The project had run into the standard set of BI issues. Collections of old spreadsheets containing both data and macros. Lack of validation of the data that had been entered. Disparate data sources using different working definitions of the same word (Inigo Montoya would have a field day). But there was one set of data that was consistently failing on conversion. The vast majority of cases worked just fine. But a few cases just blew up the program. The particular value that was causing grief was 2196O.

Now the very astute among you might have already spotted the problem. But put yourself in Alicia's shoes. Hidden amongst a sea of numbers, the difference might not be quite as striking.
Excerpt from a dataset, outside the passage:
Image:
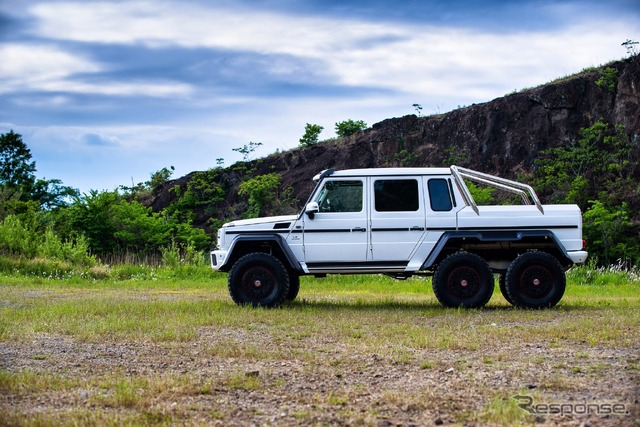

Finally, Alicia saw the issue. Quickly she took it to Donald, the Goodall developer who was assigned to the project. When Alicia pointed out that the 'O' at the end of the number was alphabetic instead of the expected numeric value, Donald paused for barely a moment.

"Oh that. Don't you know? This is how we record negative numbers. They are so rare that we usually don't worry about them."

Alicia's jaw dropped. Before she could pick it up off the desk, Donald typed a few keystrokes on this terminal and turned it towards her.

"This should straighten you out", he said.

On the screen, this is what Alicia saw.

EVALUATE #SIG
   WHEN = 0
   LET $SGN = '}'
   BREAK
   WHEN = 1
   LET $SGN = 'J'
   BREAK
   WHEN = 2t (sic)
   LET $SGN = 'K'
   BREAK
   WHEN = 3
   LET $SGN = 'L'
   BREAK
   WHEN = 4
   LET $SGN = 'M'
   BREAK
   WHEN = 5
   LET $SGN = 'N'
   BREAK
   WHEN = 6
   LET $SGN = 'O'
   BREAK
   WHEN = 7
   LET $SGN = 'P'
   BREAK
   WHEN = 8
   LET $SGN = 'Q'
   BREAK
   WHEN = 9
   LET $SGN = 'R'
   BREAK
END-EVALUATE

It took a couple of moments for Alicia to grasp the WTF-ness of the snippet. But, gathering her wits, she thanked Donald and asked him to send the snippet to her.

After all,, she thought, What if the last digit in a negative number were a '2t'?